Comparison of a Bayesian network with a logistic regression model to forecast IgA nephropathy.

Models are increasingly used in clinical practice to improve the accuracy of diagnosis. The aim of our work was to compare a Bayesian network to logistic regression to forecast IgA nephropathy (IgAN) from simple clinical and biological criteria. Retrospectively, we pooled the results of all biopsies (n = 155) performed by nephrologists in a specialist clinical facility between 2002 and 2009. Two groups were constituted at random. The first subgroup was used to determine the parameters of the models adjusted to data by logistic regression or Bayesian network, and the second was used to compare the performances of the models using receiver operating characteristics (ROC) curves. IgAN was found (on pathology) in 44 patients. Areas under the ROC curves provided by both methods were highly significant but not different from each other. Based on the highest Youden indices, sensitivity reached (100% versus 67%) and specificity (73% versus 95%) using the Bayesian network and logistic regression, respectively. A Bayesian network is at least as efficient as logistic regression to estimate the probability of a patient suffering IgAN, using simple clinical and biological data obtained during consultation.

1. Introduction

Modeling techniques are increasingly used in medicine to help make medical diagnoses (clinical prediction rules) and predict treatment efficacy. Such an approach has never been used in nephrology to forecast IgA nephropathy which is the most frequent form of glomerulonephritis [1]. Its annual incidence is of 5 to 12 new cases per million inhabitants in the United States [2] and 15 to 40 in Europe [3-5]. Depending on studies, it accounts for 7 to 52% of primary glomerular diseases [6-8]. Amongst all forms of primary glomerular disease in Europe today, IgAN is the commonest cause of end-stage renal failure [9-11]. Diagnosis of IgA nephropathy relies on microscopic examination of renal biopsies and is confirmed by immunocytochemical techniques. Biopsy, which is necessary for confirming the diagnosis, may lead to severe complications. Thanks to the development of predictive models, IgA nephropathy could be, in the future, diagnosed more quickly and patients could be treated earlier. Logistic regressions are commonly used to forecast the probability of diseases. Nonparametric approaches such as Bayesian networks used in computer science and engineering could be an effective alternative in medicine. Bayesian networks, based on demographic, clinical, biological, and radiological parameters, have been used to develop diagnostic and prognostic tools in a variety of research fields to support medical decision-making [12-16]. The aim of our study was to check if IgAN could be predicted using simple clinical and biological data. To our knowledge, such a methodology has never been tested in nephrology. For this purpose, we used retrospective data and tested the best way to adjust the prediction models to our data. Thus, we compared performances of a Bayesian network with those of logistic regression to forecast IgA nephropathy (IgAN) from simple clinical and biological criteria collected during a medical consultation.

2. Material and Methods

2.1. Patients

In this retrospective study, we included all patients who underwent a first renal biopsy at the Tonkin Clinic between January 1, 2002 and December 31, 2009, irrespective of the reasons. Clinical and biological information was obtained before renal biopsy from the patients' files in the Nephrology Department. The inclusion criteria were patients aged over 18 years, first biopsy performed between 2002 and 2009, and biopsy of native kidney.

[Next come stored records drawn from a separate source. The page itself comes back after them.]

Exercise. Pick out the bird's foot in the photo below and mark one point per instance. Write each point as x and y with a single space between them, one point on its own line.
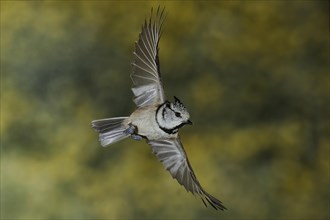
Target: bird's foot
132 130
136 137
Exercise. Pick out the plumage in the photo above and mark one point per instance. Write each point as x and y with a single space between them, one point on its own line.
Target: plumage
148 89
155 119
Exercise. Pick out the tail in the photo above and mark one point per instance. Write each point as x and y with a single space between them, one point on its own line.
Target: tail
111 130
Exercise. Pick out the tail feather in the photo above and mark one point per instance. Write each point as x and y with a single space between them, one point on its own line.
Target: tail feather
111 130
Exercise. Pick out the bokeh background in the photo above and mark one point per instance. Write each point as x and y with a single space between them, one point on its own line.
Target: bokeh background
254 76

Biopsy specimens were analyzed by the same operator in the same laboratory by means of optical microscopy followed by immunofluorescence using polyclonal antibodies to IgG, IgM, IgA, C3, C1q, kappa, and lambda free light chains.

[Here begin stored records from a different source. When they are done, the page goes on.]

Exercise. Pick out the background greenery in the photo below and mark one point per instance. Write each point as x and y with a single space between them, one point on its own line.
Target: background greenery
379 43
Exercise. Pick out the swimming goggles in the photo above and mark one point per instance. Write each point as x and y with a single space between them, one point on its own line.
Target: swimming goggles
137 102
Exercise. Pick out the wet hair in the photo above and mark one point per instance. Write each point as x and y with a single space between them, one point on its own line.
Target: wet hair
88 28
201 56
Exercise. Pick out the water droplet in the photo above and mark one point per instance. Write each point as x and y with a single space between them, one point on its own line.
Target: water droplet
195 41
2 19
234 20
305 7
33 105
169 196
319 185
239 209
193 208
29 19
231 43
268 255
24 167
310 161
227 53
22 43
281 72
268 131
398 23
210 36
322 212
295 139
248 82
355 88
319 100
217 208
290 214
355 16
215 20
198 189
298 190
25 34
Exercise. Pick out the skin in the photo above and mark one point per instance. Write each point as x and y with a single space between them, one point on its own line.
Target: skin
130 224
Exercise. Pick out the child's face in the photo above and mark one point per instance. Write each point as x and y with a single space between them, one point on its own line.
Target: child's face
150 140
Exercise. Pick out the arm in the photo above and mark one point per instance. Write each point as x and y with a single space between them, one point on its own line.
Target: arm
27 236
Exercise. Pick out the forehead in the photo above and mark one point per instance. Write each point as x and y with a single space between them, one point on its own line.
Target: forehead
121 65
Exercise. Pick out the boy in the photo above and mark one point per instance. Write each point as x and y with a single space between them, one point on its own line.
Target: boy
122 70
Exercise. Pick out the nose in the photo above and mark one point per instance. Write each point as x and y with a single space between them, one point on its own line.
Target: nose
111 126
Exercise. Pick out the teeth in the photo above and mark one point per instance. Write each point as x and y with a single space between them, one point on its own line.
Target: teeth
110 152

Routine clinical and demographic data collected were:

demographic: gender and age at biopsy;

clinical: weight, personal history of microscopic and/or macroscopic hematuria, family history of hematuria and/or nephropathy, eye or ear disease, personal history of diabetes, and/or hypertension, and history of lupus nephritis;

biological: serum creatinine to calculate renal clearance according to the modification of the diet in renal disease (MDRD) formula [17], serum immunoglobulin A (IgA), and urinary data: presence and quantification of hematuria, 24 h proteinuria.

Natures of variables were continuous (age, eGFR, and proteinuria), categorical (serum IgA), or dichotomous (gender, history of hypertension, microhematuria, gross hematuria, family history of hematuria, and history of diabetes) for the logistic regression (Table 1). To enter the Bayesian model, variables were categorized as defined in Table 1. Of the biological tests, only the measurement of serum IgA level was not performed routinely. There were three possible data entries for IgA status: high serum IgA, normal serum IgA or “not done.” In this retrospective study, data management and analysis complied with the French law and the Declaration of Helsinki. A local ethics committee approved this retrospective study and data were recorded anonymously.

Table 1

Characteristics of 149 patients with analyzable renal biopsy specimens between January 2002 and December 2009.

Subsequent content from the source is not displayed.